Cameron's House Rules is a 2015 Canadian-American reality/comedy mini-series and a spin-off to Game of Homes, airing on the W Network, directed by Brent Hodge, produced by Hodge, Lauren Bercovitch and Chris Kelly and starring Cameron Mathison.

==Premise==
Before the premiere of his newest show Game of Homes premieres on the W Network, host Cameron Mathison challenges himself to convert his run down garage into an awesome family room in only five days.
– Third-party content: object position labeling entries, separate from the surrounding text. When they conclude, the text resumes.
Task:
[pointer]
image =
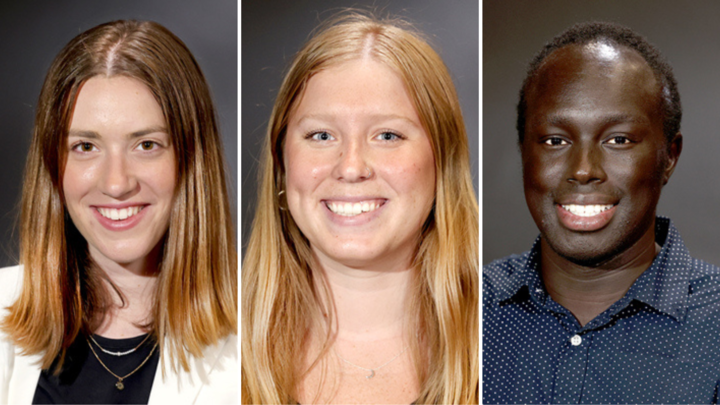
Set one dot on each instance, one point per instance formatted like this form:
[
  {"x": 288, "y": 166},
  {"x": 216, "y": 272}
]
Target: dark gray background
[
  {"x": 273, "y": 31},
  {"x": 688, "y": 35},
  {"x": 33, "y": 32}
]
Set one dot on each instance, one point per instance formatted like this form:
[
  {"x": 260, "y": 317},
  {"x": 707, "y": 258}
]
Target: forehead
[
  {"x": 594, "y": 79},
  {"x": 355, "y": 88}
]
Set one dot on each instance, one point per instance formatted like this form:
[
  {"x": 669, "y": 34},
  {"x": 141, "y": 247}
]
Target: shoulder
[
  {"x": 705, "y": 277},
  {"x": 498, "y": 275},
  {"x": 501, "y": 270}
]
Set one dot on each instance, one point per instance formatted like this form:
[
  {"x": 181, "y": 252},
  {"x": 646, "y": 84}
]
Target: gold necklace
[
  {"x": 119, "y": 385},
  {"x": 119, "y": 353}
]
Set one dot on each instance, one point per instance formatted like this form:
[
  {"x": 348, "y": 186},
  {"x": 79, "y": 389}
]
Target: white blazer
[{"x": 212, "y": 379}]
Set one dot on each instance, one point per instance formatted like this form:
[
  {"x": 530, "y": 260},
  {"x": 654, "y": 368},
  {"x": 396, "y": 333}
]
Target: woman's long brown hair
[{"x": 63, "y": 293}]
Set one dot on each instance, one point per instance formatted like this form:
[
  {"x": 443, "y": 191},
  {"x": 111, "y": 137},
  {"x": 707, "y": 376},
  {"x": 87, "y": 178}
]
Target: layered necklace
[{"x": 120, "y": 385}]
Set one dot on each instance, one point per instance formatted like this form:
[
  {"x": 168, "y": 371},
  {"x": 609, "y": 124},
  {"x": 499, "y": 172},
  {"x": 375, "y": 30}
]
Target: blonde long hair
[
  {"x": 63, "y": 294},
  {"x": 280, "y": 301}
]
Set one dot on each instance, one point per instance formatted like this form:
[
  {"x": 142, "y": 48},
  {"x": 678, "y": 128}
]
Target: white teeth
[
  {"x": 350, "y": 209},
  {"x": 119, "y": 214},
  {"x": 586, "y": 210}
]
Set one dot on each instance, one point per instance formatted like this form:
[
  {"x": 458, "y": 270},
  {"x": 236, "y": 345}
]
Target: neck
[
  {"x": 136, "y": 282},
  {"x": 589, "y": 291},
  {"x": 369, "y": 304}
]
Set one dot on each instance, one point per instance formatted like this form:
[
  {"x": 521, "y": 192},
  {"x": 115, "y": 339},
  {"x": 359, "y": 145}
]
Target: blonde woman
[
  {"x": 126, "y": 289},
  {"x": 360, "y": 282}
]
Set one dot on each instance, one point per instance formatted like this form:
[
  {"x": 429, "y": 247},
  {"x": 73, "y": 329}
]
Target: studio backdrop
[{"x": 687, "y": 34}]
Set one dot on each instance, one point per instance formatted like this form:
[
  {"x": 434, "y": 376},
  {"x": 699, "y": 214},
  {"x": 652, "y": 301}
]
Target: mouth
[
  {"x": 586, "y": 210},
  {"x": 121, "y": 214},
  {"x": 586, "y": 217},
  {"x": 352, "y": 209}
]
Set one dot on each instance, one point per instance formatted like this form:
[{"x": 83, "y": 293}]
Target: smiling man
[{"x": 607, "y": 306}]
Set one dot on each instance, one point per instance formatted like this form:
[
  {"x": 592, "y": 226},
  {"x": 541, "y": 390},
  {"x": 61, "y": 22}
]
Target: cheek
[
  {"x": 411, "y": 174},
  {"x": 303, "y": 171},
  {"x": 77, "y": 180}
]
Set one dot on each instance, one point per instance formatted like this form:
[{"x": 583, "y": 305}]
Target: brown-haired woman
[
  {"x": 360, "y": 282},
  {"x": 126, "y": 289}
]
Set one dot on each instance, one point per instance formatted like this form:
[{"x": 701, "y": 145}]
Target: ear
[{"x": 674, "y": 150}]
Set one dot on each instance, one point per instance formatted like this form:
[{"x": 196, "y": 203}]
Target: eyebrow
[
  {"x": 378, "y": 117},
  {"x": 563, "y": 120},
  {"x": 79, "y": 133}
]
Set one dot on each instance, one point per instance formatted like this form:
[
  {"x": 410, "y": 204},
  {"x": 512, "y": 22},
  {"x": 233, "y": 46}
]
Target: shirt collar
[{"x": 665, "y": 285}]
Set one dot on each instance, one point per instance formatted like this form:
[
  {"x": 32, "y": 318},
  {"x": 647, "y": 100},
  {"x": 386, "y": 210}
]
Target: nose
[
  {"x": 353, "y": 162},
  {"x": 586, "y": 165},
  {"x": 118, "y": 178}
]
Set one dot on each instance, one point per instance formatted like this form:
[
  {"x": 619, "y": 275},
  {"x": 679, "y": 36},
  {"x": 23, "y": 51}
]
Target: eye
[
  {"x": 555, "y": 141},
  {"x": 148, "y": 145},
  {"x": 618, "y": 140},
  {"x": 84, "y": 147},
  {"x": 321, "y": 136},
  {"x": 389, "y": 136}
]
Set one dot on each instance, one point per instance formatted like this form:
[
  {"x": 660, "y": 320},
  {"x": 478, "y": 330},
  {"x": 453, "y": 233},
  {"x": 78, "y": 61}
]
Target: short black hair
[{"x": 586, "y": 32}]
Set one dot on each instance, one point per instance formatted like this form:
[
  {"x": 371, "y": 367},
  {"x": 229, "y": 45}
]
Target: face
[
  {"x": 360, "y": 172},
  {"x": 119, "y": 177},
  {"x": 594, "y": 156}
]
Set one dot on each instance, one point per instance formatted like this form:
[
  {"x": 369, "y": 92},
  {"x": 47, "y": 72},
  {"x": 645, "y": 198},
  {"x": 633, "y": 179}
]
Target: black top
[
  {"x": 83, "y": 380},
  {"x": 660, "y": 343}
]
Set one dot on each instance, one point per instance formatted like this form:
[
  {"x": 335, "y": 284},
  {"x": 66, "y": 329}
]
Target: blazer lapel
[
  {"x": 25, "y": 375},
  {"x": 185, "y": 387}
]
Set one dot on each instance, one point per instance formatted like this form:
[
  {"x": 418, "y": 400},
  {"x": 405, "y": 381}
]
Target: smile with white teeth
[
  {"x": 119, "y": 214},
  {"x": 586, "y": 210},
  {"x": 352, "y": 209}
]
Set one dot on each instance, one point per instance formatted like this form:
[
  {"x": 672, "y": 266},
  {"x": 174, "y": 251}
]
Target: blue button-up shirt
[{"x": 660, "y": 343}]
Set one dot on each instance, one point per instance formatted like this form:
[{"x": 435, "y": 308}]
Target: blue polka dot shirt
[{"x": 660, "y": 343}]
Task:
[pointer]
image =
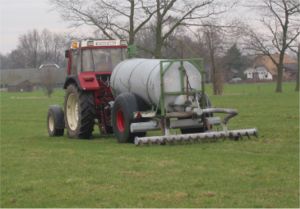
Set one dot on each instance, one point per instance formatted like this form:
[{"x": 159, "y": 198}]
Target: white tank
[{"x": 142, "y": 77}]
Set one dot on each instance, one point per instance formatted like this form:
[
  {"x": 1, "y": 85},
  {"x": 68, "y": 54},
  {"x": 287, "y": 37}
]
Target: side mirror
[{"x": 67, "y": 54}]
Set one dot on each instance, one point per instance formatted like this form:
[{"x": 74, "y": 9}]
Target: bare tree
[
  {"x": 113, "y": 19},
  {"x": 36, "y": 48},
  {"x": 297, "y": 79},
  {"x": 29, "y": 45},
  {"x": 213, "y": 41},
  {"x": 282, "y": 27},
  {"x": 172, "y": 14}
]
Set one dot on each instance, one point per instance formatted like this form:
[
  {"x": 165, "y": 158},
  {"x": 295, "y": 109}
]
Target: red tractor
[{"x": 88, "y": 96}]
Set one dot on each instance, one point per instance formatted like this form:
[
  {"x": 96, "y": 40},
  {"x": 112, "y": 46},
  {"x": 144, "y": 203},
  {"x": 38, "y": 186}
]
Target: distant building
[
  {"x": 264, "y": 61},
  {"x": 259, "y": 73}
]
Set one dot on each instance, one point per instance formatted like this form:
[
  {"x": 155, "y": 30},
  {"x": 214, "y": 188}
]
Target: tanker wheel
[
  {"x": 79, "y": 113},
  {"x": 55, "y": 121},
  {"x": 122, "y": 116}
]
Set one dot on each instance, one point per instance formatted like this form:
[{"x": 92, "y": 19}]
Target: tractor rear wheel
[
  {"x": 122, "y": 117},
  {"x": 79, "y": 113},
  {"x": 55, "y": 121}
]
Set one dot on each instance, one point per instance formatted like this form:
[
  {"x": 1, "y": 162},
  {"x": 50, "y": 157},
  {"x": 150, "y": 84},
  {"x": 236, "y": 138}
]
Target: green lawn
[{"x": 38, "y": 171}]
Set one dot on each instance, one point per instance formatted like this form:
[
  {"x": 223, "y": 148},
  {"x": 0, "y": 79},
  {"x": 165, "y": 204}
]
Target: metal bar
[
  {"x": 195, "y": 137},
  {"x": 231, "y": 113}
]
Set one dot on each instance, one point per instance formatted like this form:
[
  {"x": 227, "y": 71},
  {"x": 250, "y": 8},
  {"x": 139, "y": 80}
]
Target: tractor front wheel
[{"x": 79, "y": 113}]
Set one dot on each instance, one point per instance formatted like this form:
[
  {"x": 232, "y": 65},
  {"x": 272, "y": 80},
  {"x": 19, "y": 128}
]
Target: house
[
  {"x": 266, "y": 62},
  {"x": 258, "y": 73},
  {"x": 24, "y": 86}
]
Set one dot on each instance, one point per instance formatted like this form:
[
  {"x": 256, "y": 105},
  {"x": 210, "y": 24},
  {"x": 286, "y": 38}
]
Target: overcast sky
[{"x": 19, "y": 16}]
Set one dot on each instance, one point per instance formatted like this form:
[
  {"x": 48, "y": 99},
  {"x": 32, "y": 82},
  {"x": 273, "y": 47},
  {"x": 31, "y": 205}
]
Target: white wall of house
[
  {"x": 260, "y": 73},
  {"x": 263, "y": 74},
  {"x": 249, "y": 73}
]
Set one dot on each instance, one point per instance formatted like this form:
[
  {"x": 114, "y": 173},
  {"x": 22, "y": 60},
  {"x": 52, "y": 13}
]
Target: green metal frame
[{"x": 198, "y": 63}]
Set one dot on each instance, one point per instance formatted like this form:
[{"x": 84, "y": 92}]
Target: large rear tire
[
  {"x": 55, "y": 121},
  {"x": 122, "y": 117},
  {"x": 79, "y": 113}
]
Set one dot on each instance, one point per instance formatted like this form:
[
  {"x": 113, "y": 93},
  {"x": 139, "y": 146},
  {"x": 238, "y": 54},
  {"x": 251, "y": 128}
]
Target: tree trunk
[
  {"x": 131, "y": 23},
  {"x": 297, "y": 79},
  {"x": 158, "y": 33},
  {"x": 280, "y": 73}
]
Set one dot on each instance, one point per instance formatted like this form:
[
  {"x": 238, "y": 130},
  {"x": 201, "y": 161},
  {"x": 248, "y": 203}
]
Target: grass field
[{"x": 38, "y": 171}]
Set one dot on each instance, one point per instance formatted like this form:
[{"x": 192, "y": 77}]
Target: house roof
[
  {"x": 264, "y": 60},
  {"x": 291, "y": 66}
]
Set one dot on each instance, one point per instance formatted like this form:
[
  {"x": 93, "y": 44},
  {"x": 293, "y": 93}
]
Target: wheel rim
[
  {"x": 51, "y": 123},
  {"x": 120, "y": 121},
  {"x": 72, "y": 111}
]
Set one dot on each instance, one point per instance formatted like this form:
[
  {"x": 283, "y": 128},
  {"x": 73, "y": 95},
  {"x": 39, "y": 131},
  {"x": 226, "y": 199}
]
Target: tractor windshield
[{"x": 102, "y": 60}]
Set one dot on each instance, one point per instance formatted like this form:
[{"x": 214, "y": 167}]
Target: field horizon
[{"x": 42, "y": 172}]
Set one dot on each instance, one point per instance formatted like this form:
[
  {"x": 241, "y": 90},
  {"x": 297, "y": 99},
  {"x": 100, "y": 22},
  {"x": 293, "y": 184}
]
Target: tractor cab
[
  {"x": 92, "y": 60},
  {"x": 88, "y": 93}
]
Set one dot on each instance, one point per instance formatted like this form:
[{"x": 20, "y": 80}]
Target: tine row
[{"x": 198, "y": 137}]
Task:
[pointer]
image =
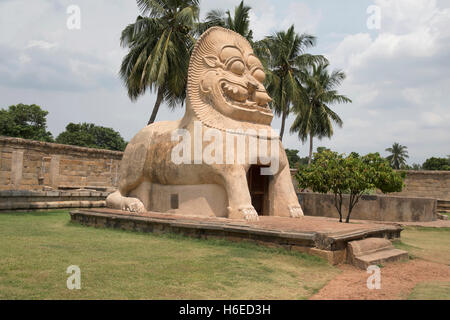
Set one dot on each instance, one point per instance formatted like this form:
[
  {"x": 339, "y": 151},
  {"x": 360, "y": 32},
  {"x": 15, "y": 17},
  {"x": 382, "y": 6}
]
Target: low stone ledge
[{"x": 328, "y": 245}]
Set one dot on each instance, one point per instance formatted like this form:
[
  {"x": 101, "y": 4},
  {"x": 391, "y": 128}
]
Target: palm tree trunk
[
  {"x": 283, "y": 120},
  {"x": 159, "y": 99},
  {"x": 310, "y": 148}
]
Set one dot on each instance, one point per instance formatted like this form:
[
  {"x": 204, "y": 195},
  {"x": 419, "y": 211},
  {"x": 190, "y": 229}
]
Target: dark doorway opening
[{"x": 258, "y": 185}]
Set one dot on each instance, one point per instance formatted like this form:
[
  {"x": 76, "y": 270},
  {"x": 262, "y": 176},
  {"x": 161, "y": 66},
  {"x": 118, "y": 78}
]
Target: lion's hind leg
[{"x": 117, "y": 201}]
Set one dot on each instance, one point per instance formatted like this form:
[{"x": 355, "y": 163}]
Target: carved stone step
[{"x": 373, "y": 251}]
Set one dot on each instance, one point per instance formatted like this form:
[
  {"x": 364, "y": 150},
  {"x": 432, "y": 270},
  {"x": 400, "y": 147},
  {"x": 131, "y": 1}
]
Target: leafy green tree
[
  {"x": 239, "y": 21},
  {"x": 314, "y": 116},
  {"x": 159, "y": 44},
  {"x": 352, "y": 175},
  {"x": 398, "y": 155},
  {"x": 284, "y": 58},
  {"x": 293, "y": 157},
  {"x": 25, "y": 121},
  {"x": 416, "y": 166},
  {"x": 91, "y": 136},
  {"x": 436, "y": 164}
]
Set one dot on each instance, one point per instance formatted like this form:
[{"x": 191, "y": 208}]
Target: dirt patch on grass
[{"x": 397, "y": 281}]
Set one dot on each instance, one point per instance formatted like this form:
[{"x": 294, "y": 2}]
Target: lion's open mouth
[{"x": 239, "y": 96}]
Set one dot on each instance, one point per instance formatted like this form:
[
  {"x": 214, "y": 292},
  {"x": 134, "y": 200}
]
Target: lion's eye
[
  {"x": 259, "y": 75},
  {"x": 237, "y": 67}
]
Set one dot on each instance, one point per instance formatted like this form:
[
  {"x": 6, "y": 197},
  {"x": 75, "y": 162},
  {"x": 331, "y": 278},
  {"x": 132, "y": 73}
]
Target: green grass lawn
[
  {"x": 37, "y": 248},
  {"x": 431, "y": 291},
  {"x": 432, "y": 244}
]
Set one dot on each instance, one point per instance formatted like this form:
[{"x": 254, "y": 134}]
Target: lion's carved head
[{"x": 225, "y": 83}]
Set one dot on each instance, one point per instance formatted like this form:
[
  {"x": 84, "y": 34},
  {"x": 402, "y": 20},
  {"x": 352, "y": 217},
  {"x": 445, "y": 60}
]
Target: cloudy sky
[{"x": 398, "y": 76}]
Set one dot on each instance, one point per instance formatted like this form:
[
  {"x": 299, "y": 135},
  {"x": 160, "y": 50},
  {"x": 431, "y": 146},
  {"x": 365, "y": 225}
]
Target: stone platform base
[{"x": 314, "y": 235}]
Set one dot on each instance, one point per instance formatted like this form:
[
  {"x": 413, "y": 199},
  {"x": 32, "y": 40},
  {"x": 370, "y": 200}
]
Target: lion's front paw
[
  {"x": 133, "y": 205},
  {"x": 296, "y": 212},
  {"x": 249, "y": 214}
]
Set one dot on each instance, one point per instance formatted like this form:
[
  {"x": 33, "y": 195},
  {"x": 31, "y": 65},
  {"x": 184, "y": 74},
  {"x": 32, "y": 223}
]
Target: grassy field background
[
  {"x": 36, "y": 249},
  {"x": 432, "y": 244}
]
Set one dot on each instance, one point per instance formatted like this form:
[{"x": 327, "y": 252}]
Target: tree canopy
[
  {"x": 352, "y": 175},
  {"x": 159, "y": 44},
  {"x": 25, "y": 121},
  {"x": 91, "y": 136},
  {"x": 398, "y": 155}
]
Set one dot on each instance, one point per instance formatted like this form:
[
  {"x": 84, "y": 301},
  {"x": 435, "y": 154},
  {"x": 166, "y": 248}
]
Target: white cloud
[
  {"x": 398, "y": 80},
  {"x": 41, "y": 44}
]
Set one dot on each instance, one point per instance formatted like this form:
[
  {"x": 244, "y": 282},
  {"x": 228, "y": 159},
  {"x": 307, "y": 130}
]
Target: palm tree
[
  {"x": 238, "y": 22},
  {"x": 159, "y": 43},
  {"x": 398, "y": 155},
  {"x": 314, "y": 117},
  {"x": 286, "y": 64}
]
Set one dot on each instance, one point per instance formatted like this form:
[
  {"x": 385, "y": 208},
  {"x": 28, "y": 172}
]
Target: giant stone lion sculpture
[{"x": 225, "y": 92}]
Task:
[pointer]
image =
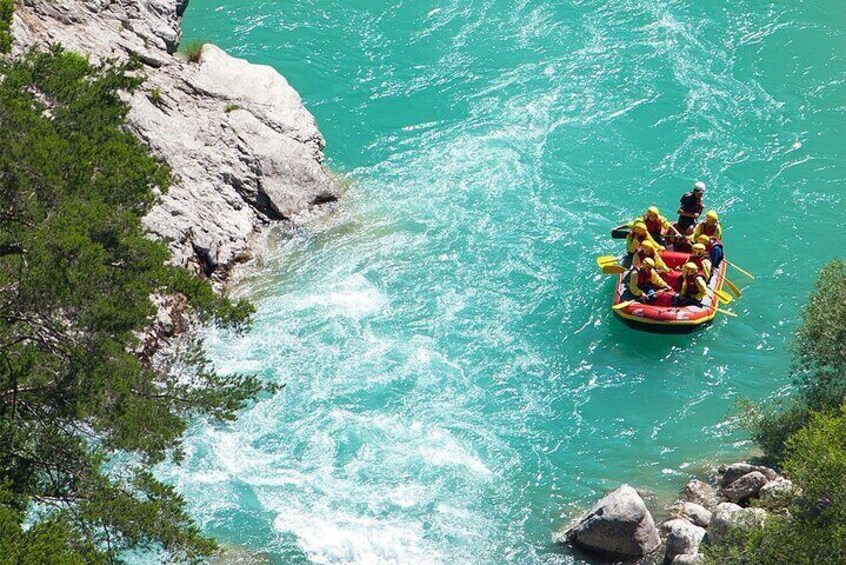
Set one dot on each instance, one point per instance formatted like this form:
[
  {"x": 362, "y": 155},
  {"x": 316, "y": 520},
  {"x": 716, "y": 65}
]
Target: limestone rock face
[
  {"x": 701, "y": 493},
  {"x": 777, "y": 493},
  {"x": 745, "y": 487},
  {"x": 243, "y": 149},
  {"x": 683, "y": 539},
  {"x": 618, "y": 525},
  {"x": 694, "y": 513}
]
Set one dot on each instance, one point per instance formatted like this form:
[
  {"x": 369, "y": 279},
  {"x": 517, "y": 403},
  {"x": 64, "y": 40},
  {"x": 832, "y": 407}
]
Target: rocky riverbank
[
  {"x": 243, "y": 149},
  {"x": 620, "y": 527}
]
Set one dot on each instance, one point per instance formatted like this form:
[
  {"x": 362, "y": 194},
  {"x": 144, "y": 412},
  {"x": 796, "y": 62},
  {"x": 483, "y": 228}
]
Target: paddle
[
  {"x": 627, "y": 303},
  {"x": 739, "y": 269},
  {"x": 723, "y": 296},
  {"x": 620, "y": 232},
  {"x": 624, "y": 304},
  {"x": 605, "y": 260},
  {"x": 733, "y": 288},
  {"x": 613, "y": 269}
]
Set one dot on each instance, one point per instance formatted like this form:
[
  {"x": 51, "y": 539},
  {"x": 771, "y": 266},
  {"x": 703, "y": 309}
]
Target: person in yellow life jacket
[
  {"x": 645, "y": 281},
  {"x": 710, "y": 227},
  {"x": 637, "y": 235},
  {"x": 715, "y": 249},
  {"x": 700, "y": 258},
  {"x": 649, "y": 250},
  {"x": 655, "y": 224},
  {"x": 694, "y": 288}
]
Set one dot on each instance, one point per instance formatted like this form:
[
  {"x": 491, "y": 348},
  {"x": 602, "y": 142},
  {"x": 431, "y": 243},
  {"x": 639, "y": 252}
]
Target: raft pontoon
[{"x": 661, "y": 315}]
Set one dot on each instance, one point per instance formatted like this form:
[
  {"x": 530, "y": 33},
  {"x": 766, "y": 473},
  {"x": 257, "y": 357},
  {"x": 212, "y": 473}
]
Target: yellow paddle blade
[
  {"x": 613, "y": 269},
  {"x": 747, "y": 273},
  {"x": 624, "y": 304},
  {"x": 724, "y": 297},
  {"x": 733, "y": 288},
  {"x": 605, "y": 260}
]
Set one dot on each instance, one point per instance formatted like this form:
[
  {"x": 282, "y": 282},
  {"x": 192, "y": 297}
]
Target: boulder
[
  {"x": 745, "y": 487},
  {"x": 731, "y": 473},
  {"x": 619, "y": 525},
  {"x": 694, "y": 513},
  {"x": 729, "y": 515},
  {"x": 688, "y": 559},
  {"x": 701, "y": 493},
  {"x": 243, "y": 148},
  {"x": 777, "y": 493},
  {"x": 683, "y": 538}
]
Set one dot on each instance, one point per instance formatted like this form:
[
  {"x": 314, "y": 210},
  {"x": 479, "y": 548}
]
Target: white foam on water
[{"x": 340, "y": 538}]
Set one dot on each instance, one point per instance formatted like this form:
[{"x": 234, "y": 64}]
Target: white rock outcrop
[
  {"x": 243, "y": 149},
  {"x": 683, "y": 539}
]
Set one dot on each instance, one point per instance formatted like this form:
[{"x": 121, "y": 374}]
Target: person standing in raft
[
  {"x": 694, "y": 289},
  {"x": 644, "y": 282},
  {"x": 690, "y": 207},
  {"x": 648, "y": 250},
  {"x": 637, "y": 235},
  {"x": 699, "y": 257},
  {"x": 710, "y": 227},
  {"x": 656, "y": 224},
  {"x": 714, "y": 247}
]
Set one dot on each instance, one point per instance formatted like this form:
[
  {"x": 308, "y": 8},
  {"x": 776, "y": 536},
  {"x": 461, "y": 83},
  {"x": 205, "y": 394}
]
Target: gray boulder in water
[
  {"x": 745, "y": 487},
  {"x": 684, "y": 539},
  {"x": 619, "y": 525}
]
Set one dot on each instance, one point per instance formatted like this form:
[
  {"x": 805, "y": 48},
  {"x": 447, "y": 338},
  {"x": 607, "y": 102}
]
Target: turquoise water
[{"x": 456, "y": 384}]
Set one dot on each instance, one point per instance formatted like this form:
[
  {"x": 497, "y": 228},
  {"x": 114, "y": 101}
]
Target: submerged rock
[
  {"x": 683, "y": 538},
  {"x": 694, "y": 513},
  {"x": 619, "y": 525}
]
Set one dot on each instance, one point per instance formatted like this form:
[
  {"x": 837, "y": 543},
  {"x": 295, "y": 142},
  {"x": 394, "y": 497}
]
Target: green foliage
[
  {"x": 813, "y": 530},
  {"x": 193, "y": 51},
  {"x": 7, "y": 9},
  {"x": 821, "y": 365},
  {"x": 82, "y": 418},
  {"x": 807, "y": 438}
]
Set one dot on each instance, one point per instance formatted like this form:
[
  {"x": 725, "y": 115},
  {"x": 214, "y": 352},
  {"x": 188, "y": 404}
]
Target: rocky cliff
[{"x": 243, "y": 149}]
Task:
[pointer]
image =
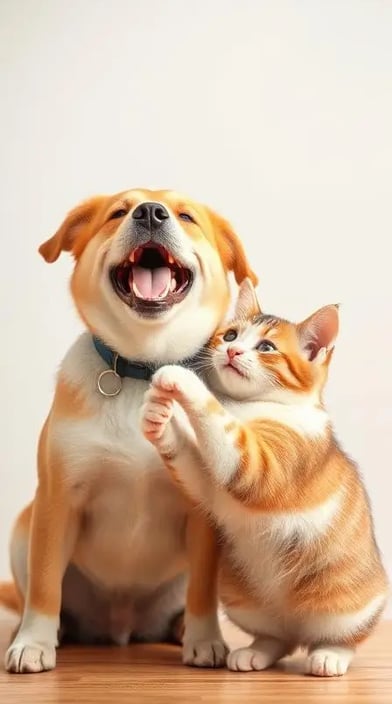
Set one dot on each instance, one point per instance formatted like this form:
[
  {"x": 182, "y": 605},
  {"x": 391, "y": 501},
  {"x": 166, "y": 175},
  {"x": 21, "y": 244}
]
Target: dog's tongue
[{"x": 150, "y": 283}]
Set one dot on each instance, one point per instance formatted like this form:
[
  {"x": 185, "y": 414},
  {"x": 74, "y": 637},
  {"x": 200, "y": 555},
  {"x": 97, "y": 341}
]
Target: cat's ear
[
  {"x": 247, "y": 302},
  {"x": 317, "y": 334}
]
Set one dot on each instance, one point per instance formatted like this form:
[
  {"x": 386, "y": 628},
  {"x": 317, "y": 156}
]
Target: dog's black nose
[{"x": 150, "y": 214}]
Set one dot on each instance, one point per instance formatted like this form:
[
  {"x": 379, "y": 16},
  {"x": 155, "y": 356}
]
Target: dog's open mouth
[{"x": 151, "y": 278}]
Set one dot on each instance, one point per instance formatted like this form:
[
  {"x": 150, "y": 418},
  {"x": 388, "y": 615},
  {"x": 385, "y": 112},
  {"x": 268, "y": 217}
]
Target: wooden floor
[{"x": 154, "y": 675}]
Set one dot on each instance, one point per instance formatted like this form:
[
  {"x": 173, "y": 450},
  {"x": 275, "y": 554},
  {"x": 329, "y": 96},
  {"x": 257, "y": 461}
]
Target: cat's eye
[
  {"x": 120, "y": 213},
  {"x": 186, "y": 216},
  {"x": 230, "y": 335},
  {"x": 266, "y": 346}
]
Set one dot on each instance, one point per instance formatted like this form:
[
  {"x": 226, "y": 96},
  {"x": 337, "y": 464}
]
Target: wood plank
[{"x": 154, "y": 674}]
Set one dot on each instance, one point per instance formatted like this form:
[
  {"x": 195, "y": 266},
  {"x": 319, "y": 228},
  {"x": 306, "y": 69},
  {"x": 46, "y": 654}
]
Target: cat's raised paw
[
  {"x": 155, "y": 415},
  {"x": 328, "y": 662},
  {"x": 179, "y": 383},
  {"x": 205, "y": 653},
  {"x": 30, "y": 657}
]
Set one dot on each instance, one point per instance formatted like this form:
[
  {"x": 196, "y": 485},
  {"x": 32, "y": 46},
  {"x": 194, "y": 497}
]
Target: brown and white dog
[{"x": 101, "y": 549}]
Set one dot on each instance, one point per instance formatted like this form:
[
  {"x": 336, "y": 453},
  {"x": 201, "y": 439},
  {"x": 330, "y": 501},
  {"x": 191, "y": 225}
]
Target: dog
[{"x": 100, "y": 553}]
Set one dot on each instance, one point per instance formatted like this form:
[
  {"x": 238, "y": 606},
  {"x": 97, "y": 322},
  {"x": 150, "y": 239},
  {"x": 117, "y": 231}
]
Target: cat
[{"x": 297, "y": 557}]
With nothing but his tool belt around his waist, his dog by his side, and his family cheering him on for support, Cameron pushes through his every to try and complete the challenge in only five days.

==Episodes==
- Episode 1 - Demolition Man - On day one of the family room challenge, Cameron clears out his garage, takes a sledge hammer to the walls and changes the layout of the future family room in a single day.
- Episode 2 - Help to the Rescue - With Cameron a little behind schedule, he's forced to call in reinforcements. Unknown to him, there's much more help coming than he ever could have imagined.
- Episode 3 - School of Rock - It's sanding day in the Mathison home and Cameron is still behind schedule, not in the home renovation area, but in his personal life, as he races to see his son, Lucas, play in a concert with his band.
- Episode 4 - Family Ties - The reinforcements are called in as Cameron recruits the help of his kids and his wife in painting and choosing the furniture and flooring.
- Episode 5 - Judgment Day - The moments has arrived, as Cameron prepares to invite his family of judges in as he puts the finishing touches on the newly converted family room.

==Production==
The show was created and produced by Hodgee Films, the team behind 2014s award-winning documentary feature A Brony Tale. Filming took place over a week in Los Angeles, California.